Wojciech Kaszycki, vétéran de la Fintech, a identifié trois critères pour une réelle adoption du Bitcoin par les banques : les soldes de garde des clients, les transactions au comptant financées par crédit et son utilisation comme garantie de prêt, suite au lancement par Standard Chartered du trading livrable de BTC et ETH pour les institutions éligibles des Émirats arabes unis.

Résumé
  • Standard Chartered propose désormais le trading institutionnel BTC/USD et ETH/USD via ses canaux électroniques existants.
  • Kaszycki a déclaré que les lignes de crédit bancaires, la garde et l'intégration du back-office sont plus importantes qu'un écran de trading familier.
  • Des prêts adossés au Bitcoin avec des décotes de garantie publiées montreraient que les banques peuvent évaluer et gérer le risque de l'actif.
  • Les plateformes crypto natives pourraient conserver leur avantage en matière de liquidité le week-end, de produits dérivés et de trading en dehors des heures bancaires.

Standard Chartered a intégré le trading de Bitcoin aux infrastructures bancaires existantes

Standard Chartered a annoncé le 3 septembre que les institutions éligibles peuvent négocier du Bitcoin et de l'Ether livrables via sa succursale du Dubai International Financial Centre, ce qui en fait la première banque mondiale d'importance systémique à proposer le trading spot d'actifs numériques institutionnels aux Émirats arabes unis.

Le service prend en charge les transactions BTC/USD et ETH/USD via les canaux électroniques existants de la banque, y compris les interfaces déjà utilisées pour le change.
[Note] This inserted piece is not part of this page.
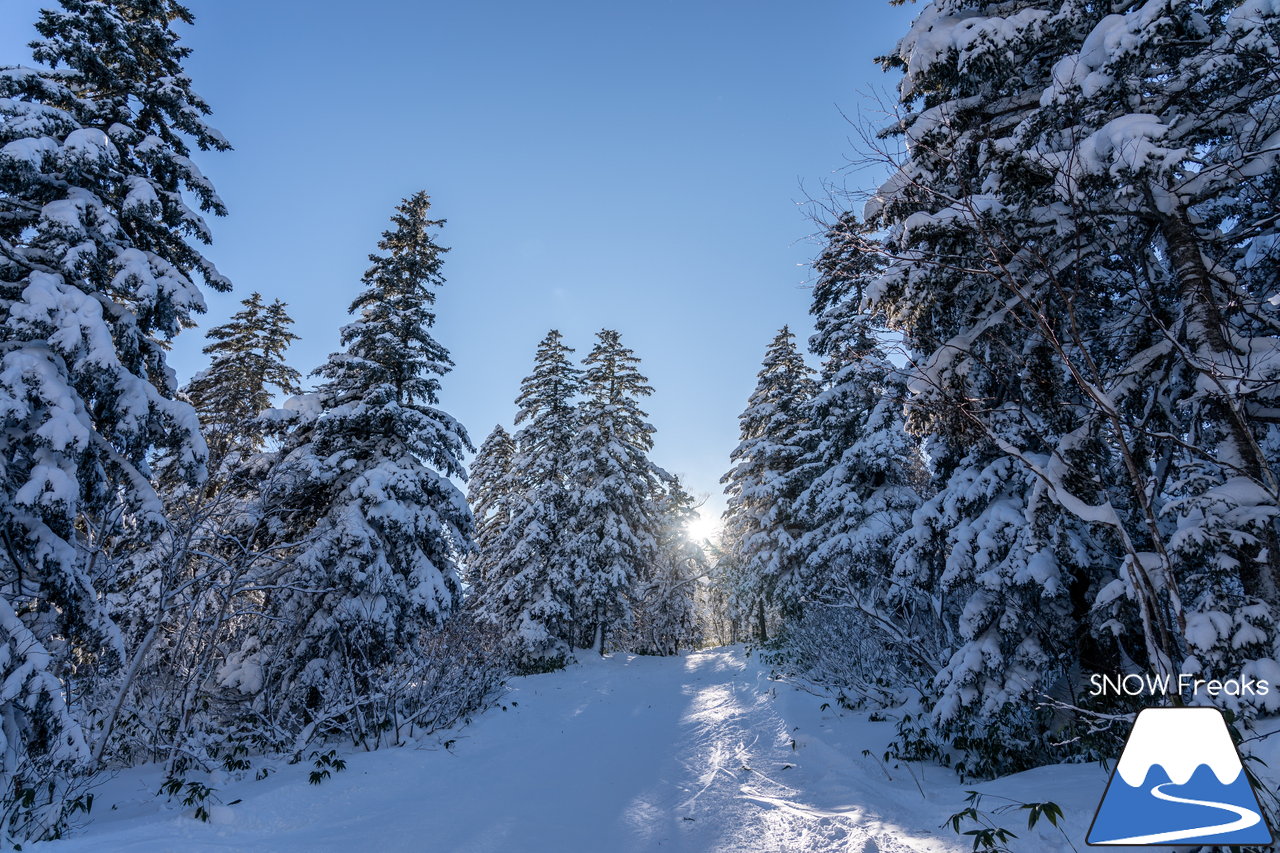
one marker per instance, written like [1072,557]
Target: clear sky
[632,165]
Les clients peuvent choisir où leurs actifs sont réglés, soit en utilisant la plateforme de garde de Standard Chartered aux Émirats arabes unis, soit un autre dépositaire.

Comme crypto.news l'avait déjà rapporté, la banque a introduit le service aux Émirats arabes unis plus d'un an après avoir lancé le même modèle de trading via sa succursale britannique en juillet 2025. Standard Chartered avait déjà commencé à proposer des services de garde d'actifs numériques réglementés aux Émirats arabes unis en septembre 2024, prenant initialement en charge le Bitcoin et l'Ether avec Brevan Howard Digital comme premier client.
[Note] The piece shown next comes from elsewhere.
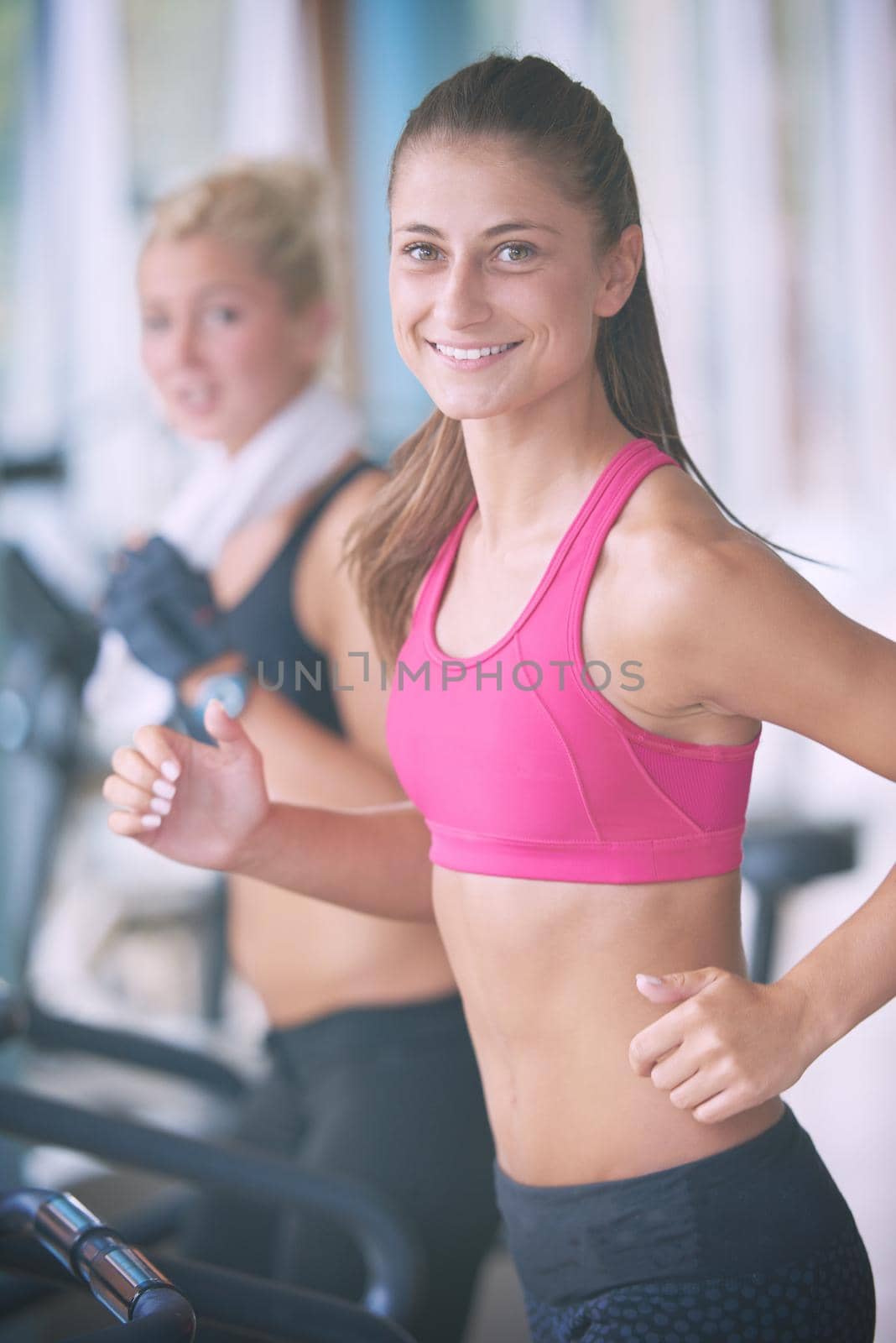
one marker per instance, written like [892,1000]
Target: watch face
[230,691]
Wojciech Kaszycki, fondateur et président de Mobilum et conseiller stratégique de BTCS S.A., cotée à Varsovie, a déclaré à crypto.news que placer des actifs numériques sur l'interface de change d'une banque ne supprime qu'un petit obstacle pour les institutions.

Selon Kaszycki, les équipes de trésorerie se soucient davantage de l'identité de leur contrepartie, de l'approbation interne des risques, des normes de garde, de l'acceptation par les auditeurs et de la manière dont chaque transaction est saisie dans le système comptable de l'entreprise.

« Personne dans une équipe de trésorerie ne dit jamais : 'J'achèterais du bitcoin si seulement il ressemblait à mon ticket EUR/USD.' »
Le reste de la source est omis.